Community-maintained forest in Delang District, Central Kalimantan, Indonesia. Photo by Indra Nugraha.
Delang district is different than many parts of Central Kalimantan. Namely, on the drive in from Nangabulik, you won’t see large-scale oil palm plantations, and the forest appears to be well maintained. This is because the locals are keenly aware of the importance of their land at the headwaters of the Lamandau River. Where the water leaves their land, it flows clear and is abundant with fish. The forest produces enough fruit to both feed them and provide a source of income. Game is still abundant for occasional hunting. In short, the land is healthy, and they want to keep it that way.
To protect the forest, the community has adopted “hukum adat,” or customary law, which prescribes penalties for damages to the environment based on extent. For example, destroying a sacred site or a honey tree carries more weight, and a heavier penalty, than simply clearing an area of forest. The most severe transgressions may result in someone being expelled from the community.
This river in Delang runs clear because it is still surrounded by forest. Photo by Indra Nugraha.
The conservation spirit is largely the result of two local traditional leaders, Repudi Sigun and Silpanus Yamaha. They aggressively educate their neighbors about the importance of community forests, and encourage them to reject mining and oil palm companies that would provide short-term compensation for long-term consequences. In response to their coordinating efforts, nine villages have united to keep the forests intact.

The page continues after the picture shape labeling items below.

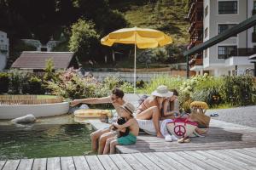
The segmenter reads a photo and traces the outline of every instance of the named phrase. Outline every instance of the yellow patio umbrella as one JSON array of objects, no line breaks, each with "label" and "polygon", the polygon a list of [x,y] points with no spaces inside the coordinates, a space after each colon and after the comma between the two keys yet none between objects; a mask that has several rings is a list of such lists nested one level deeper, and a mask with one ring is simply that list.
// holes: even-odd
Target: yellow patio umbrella
[{"label": "yellow patio umbrella", "polygon": [[136,47],[157,48],[172,42],[172,37],[162,31],[138,27],[119,29],[101,39],[101,43],[107,46],[112,46],[113,43],[134,44],[134,93],[136,92]]}]

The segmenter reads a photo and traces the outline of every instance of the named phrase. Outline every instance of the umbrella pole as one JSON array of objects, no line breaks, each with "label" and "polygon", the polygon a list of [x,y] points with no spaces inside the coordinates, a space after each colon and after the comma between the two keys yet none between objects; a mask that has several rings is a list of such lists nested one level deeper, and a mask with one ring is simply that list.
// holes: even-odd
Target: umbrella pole
[{"label": "umbrella pole", "polygon": [[133,93],[136,94],[136,43],[134,43],[134,76],[133,76]]}]

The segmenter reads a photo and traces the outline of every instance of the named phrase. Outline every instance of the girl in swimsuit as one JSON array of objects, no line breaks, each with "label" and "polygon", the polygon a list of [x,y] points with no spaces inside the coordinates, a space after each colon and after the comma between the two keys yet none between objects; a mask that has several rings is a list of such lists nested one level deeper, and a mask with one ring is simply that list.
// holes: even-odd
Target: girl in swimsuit
[{"label": "girl in swimsuit", "polygon": [[167,87],[160,85],[151,94],[153,96],[147,98],[137,108],[135,117],[140,120],[151,120],[158,138],[163,138],[160,133],[159,121],[164,115],[164,104],[166,98],[171,98],[172,92],[168,91]]}]

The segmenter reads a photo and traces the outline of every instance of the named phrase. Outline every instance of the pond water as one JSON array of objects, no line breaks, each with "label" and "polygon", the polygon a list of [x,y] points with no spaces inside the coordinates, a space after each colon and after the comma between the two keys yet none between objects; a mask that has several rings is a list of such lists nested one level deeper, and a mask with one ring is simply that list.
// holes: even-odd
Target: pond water
[{"label": "pond water", "polygon": [[88,155],[90,124],[65,115],[39,119],[31,125],[0,122],[0,160]]}]

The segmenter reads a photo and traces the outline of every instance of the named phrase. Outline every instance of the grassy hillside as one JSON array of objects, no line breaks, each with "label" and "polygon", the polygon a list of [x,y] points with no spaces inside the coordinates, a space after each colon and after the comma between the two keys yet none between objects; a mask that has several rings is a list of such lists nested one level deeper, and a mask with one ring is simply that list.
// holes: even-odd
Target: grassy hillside
[{"label": "grassy hillside", "polygon": [[131,26],[160,30],[176,44],[189,42],[187,0],[109,0],[109,3],[125,14]]}]

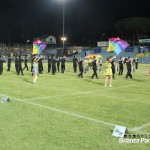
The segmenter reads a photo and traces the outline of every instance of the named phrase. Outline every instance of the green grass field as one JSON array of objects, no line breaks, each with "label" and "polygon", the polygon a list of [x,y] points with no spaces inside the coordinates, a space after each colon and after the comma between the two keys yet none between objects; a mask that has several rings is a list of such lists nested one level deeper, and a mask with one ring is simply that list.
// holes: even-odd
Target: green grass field
[{"label": "green grass field", "polygon": [[[150,135],[149,64],[140,64],[133,80],[115,74],[113,87],[104,87],[93,71],[78,78],[72,63],[64,74],[44,72],[32,84],[30,71],[17,76],[14,64],[0,76],[0,150],[149,150],[148,143],[119,143],[115,125],[128,134]],[[149,138],[150,139],[150,138]]]}]

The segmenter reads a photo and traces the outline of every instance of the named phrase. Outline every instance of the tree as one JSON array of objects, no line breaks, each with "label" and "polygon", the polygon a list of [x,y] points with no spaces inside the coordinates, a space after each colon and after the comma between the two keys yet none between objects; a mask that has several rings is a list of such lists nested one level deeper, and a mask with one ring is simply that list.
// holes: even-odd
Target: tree
[{"label": "tree", "polygon": [[133,17],[125,18],[115,23],[115,29],[124,36],[135,36],[136,39],[150,33],[150,18]]}]

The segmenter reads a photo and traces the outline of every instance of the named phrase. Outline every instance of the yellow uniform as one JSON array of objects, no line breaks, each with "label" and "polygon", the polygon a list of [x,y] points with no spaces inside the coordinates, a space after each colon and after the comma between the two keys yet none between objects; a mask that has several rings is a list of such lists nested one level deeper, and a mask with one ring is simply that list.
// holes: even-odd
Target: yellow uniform
[{"label": "yellow uniform", "polygon": [[108,62],[108,61],[106,62],[105,75],[106,75],[106,76],[112,75],[111,63]]}]

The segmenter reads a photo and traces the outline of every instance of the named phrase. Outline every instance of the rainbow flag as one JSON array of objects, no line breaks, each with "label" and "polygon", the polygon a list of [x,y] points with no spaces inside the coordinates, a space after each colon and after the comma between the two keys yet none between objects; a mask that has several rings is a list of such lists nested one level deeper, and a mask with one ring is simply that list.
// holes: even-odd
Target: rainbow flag
[{"label": "rainbow flag", "polygon": [[107,52],[114,52],[119,55],[129,44],[120,38],[109,38],[109,46]]},{"label": "rainbow flag", "polygon": [[41,40],[36,40],[33,42],[33,52],[32,54],[37,54],[38,56],[42,54],[44,49],[46,48],[46,44]]}]

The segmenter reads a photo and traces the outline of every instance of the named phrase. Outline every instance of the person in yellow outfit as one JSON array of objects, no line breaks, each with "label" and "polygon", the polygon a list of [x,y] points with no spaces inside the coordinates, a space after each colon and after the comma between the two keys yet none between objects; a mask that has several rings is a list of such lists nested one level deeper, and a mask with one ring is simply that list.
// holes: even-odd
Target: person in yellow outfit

Repudi Sigun, now 64 years old, serves as the chairman of the Delang Alliance of Indigenous Peoples. Several years ago, he traveled to Thailand to study techniques for growing rubber trees. While there, he was impressed by the quality of the forests, and lack of oil palm.
“I didn’t see a single oil palm tree,” he remembers. “At the end of the trip, we met the king of Thailand, and I asked him why. He answered: because in 50 years, he doesn’t want Thailand [to] end up like Somalia—having to become pirates because the environment was destroyed and the land unable to support gardening.”
Like most of Indonesian Borneo, the province of Central Kalimantan is rife with timber and plantation concessions. The area comprising Delang District (circled) is particularly affected by logging, according to Global Forest Watch. Data from the forest monitoring site shows the region lost approximately 125,000 hectares–16 percent–of its tree cover from 2001 through 2012. However, some of this may be due to plantation harvesting as oil palm and wood fiber concessions also occupy the area. Click to enlarge.
That bleak prospect for the future affected Repudi deeply. Upon his return home he began educating his community on what he believed to be a more sustainable future.
His role as a leader in community opposition to oil palm has gained the attention of companies hoping to sway public opinion. For several years, investors have come to him offering increasingly larger benefits if only he would help them establish oil palm in the community. The last offer was 25 million rupiah ($2,060) a month, and a house in Jakarta. “I still refused,” he said.
Failing to sway Repudi, the investors approached his younger counterpart, Silpanus, offering him 15 million rupiah ($1,235) per month and a car. He also refused, saying there is no amount of money that could justify disrupting his community and destroying the future of his grandchildren.
“Our forests are still very good. People can still hunt and farm here. The water is still clear an uncontaminated. It supports our health. If the area becomes oil palm, we will no longer be free. If [we] want to enter the forest, we have to check in first with the company. Soon they will think we are thieves,” Silpanus said.
A local man tends to his cattle. In addition to using natural resources of the forest, communities engage in small-scale agriculture. Photo by Indra Nugraha.
However, despite community opposition, the government of Lamandau Regency recently issued a permit to oil palm company PT Sawit Mandiri Lestari to establish a plantation near the village of Riam Penahan.
To prevent plantation development, the residents of Delang must quickly establish proof that the community forests belong to them. They have begun working with Indonesian Friends of the Earth (Walhi) to create a map of customary use forests, which they hope will provide them with some legal standing.
“Hopefully, once we have the map, there will be no question about who owns the land. Our land should not be disturbed,” Silpanus said. “There is old-growth forest which should not be disturbed. The areas near villages can be used for traditional agriculture, but not oil palm.”